December 14, 2001
Anyone who has attended high school would know, field trips are among the most-welcomed diversions of the school year. It’s the chance to leave the books and lectures behind to experience the world first-hand. Some students go to museums, some to science centers; others to concerts and the like. When WBFH goes on a field trip, things go differently. Not being content to take the staffers out of state for just any field trip, Pete Bowers and Randy Carr took this year’s group to the Rock and Roll Hall of Fame in Cleveland, Ohio. The purpose? To see the sites and do a little broadcasting.
This was the first time a field trip of this size was attempted, and it is the farthest any staffers have been from the station for a live remote broadcast. All remotes thus far have been staged well within a few miles of the WBFH studios.
The date was Friday, December 14, 2001. WBFH staff and students began to convene for the historic broadcast when they entered the radio booth at 10:00 a.m. The staff had arrived the night before by van and spent the night seeing the sights of the city.
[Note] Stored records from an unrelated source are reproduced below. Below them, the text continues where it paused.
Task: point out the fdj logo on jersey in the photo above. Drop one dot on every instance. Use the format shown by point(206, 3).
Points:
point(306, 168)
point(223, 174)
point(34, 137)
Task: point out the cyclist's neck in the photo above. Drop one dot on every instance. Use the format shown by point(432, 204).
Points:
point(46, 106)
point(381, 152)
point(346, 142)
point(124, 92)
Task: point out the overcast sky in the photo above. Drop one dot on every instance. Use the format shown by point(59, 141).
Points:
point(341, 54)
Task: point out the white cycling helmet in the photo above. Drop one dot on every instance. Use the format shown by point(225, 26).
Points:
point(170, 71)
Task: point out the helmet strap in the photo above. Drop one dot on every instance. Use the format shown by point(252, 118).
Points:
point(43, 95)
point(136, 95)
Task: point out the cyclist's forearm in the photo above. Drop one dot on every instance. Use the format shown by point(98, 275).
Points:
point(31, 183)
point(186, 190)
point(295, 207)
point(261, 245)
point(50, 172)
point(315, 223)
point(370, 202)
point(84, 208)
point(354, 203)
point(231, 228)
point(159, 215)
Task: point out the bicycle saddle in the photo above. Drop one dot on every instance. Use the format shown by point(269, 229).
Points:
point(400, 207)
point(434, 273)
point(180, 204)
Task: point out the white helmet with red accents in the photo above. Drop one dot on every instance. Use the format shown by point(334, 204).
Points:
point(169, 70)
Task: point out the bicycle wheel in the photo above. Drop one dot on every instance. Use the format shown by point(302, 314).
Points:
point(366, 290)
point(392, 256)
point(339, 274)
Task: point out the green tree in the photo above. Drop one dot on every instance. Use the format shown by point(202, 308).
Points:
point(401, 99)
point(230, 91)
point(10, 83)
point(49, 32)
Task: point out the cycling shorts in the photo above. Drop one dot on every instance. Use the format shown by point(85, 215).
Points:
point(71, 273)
After a few tense moments of trying to establish a connection by phoneline, Randy Carr got the remote voice system up and running. (Mr. Carr is a veteran broadcast engineer, having used the exact voice system while producing remotes from Las Vegas for Danny Bonaduce while at WKQI/Detroit.) The remote voice system is a digital encoding/decoding device that allows voice and music to travel through the phone line, enabling high-fidelity broadcasting from anywhere there’s a phone line available. Some radio stations use satellite trucks and T-1 lines; WBFH management decided on the "Hot Line" system, as it is called, for its portability and flexibility. (Once the phone connection was established, the system remained rock-solid reliable throughout the 6-hour broadcast.)
After all the pre-broadcast system checks were made, there was more than enough time to relax before the planned start time. Those students who weren’t scheduled to be on the air were free to roam about the museum. Those who were on the air were treated to refreshments and the superb hospitality of the Rock Hall staff.
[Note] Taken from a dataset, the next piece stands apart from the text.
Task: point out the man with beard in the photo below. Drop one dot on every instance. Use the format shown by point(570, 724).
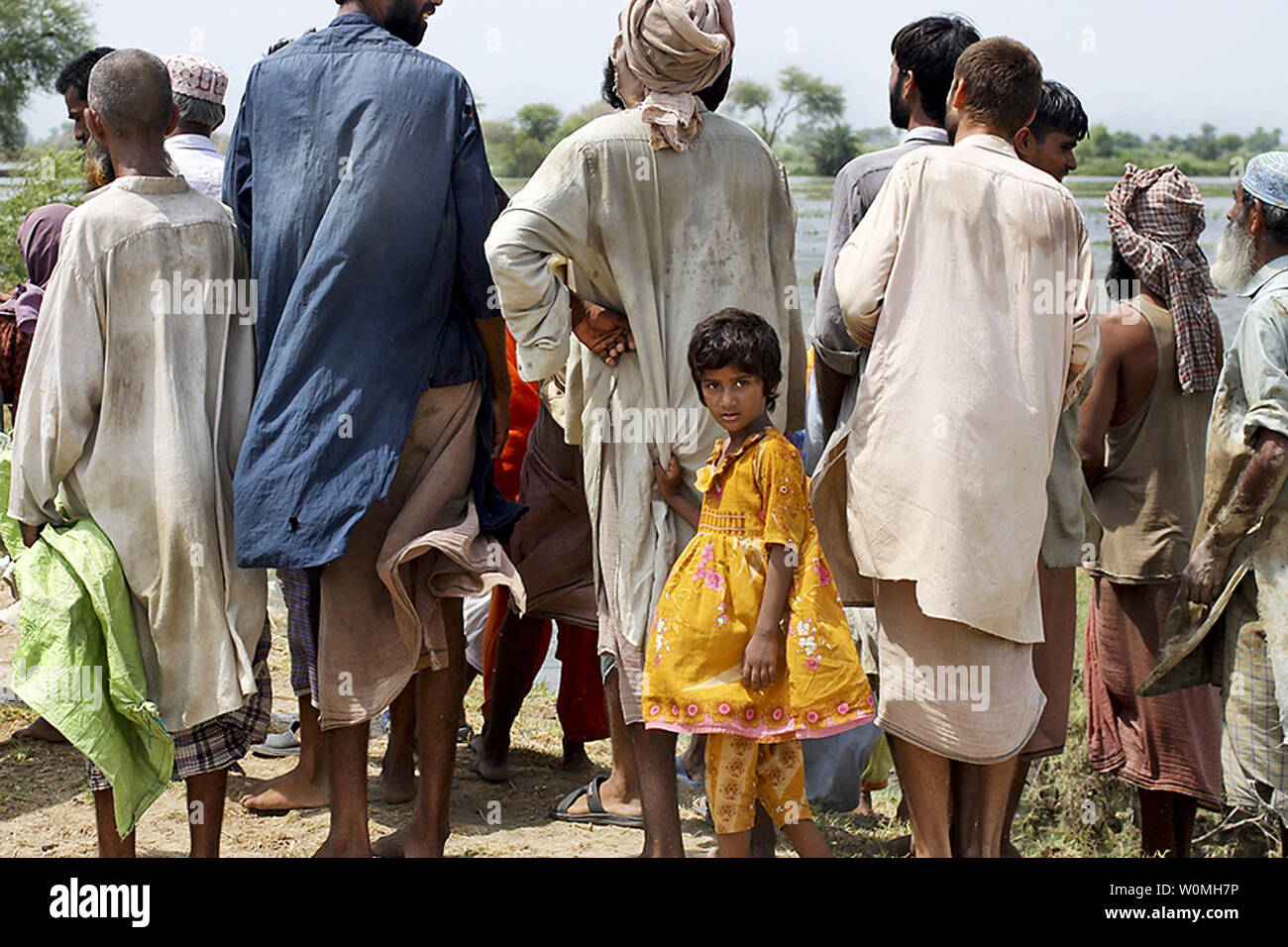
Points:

There were 13 staff members present for the broadcast, and each had a chance in the spotlight—either solo or with a partner—and plenty of time to fill with music, conversation and phone calls. The last hour of the broadcast was reserved for the entire gang to broadcast collectively.
While the staffers were enjoying their time in Cleveland, the digitally-encoded signal was fed back to WBFH master control via direct phone line. Ron Wittebols was at the station to engineer the event. The staff members needed only to speak into their microphone and Wittebols would take direction, cue up songs and stopsets.
The remote broadcast was the brainchild of Jeff Lutz, and was supported by several students on staff. It took several months of negotiation and preparation to pull off the broadcast, but it ended as a success -- another historic milestone in the history of Metro Detroit's most powerful high school radio station.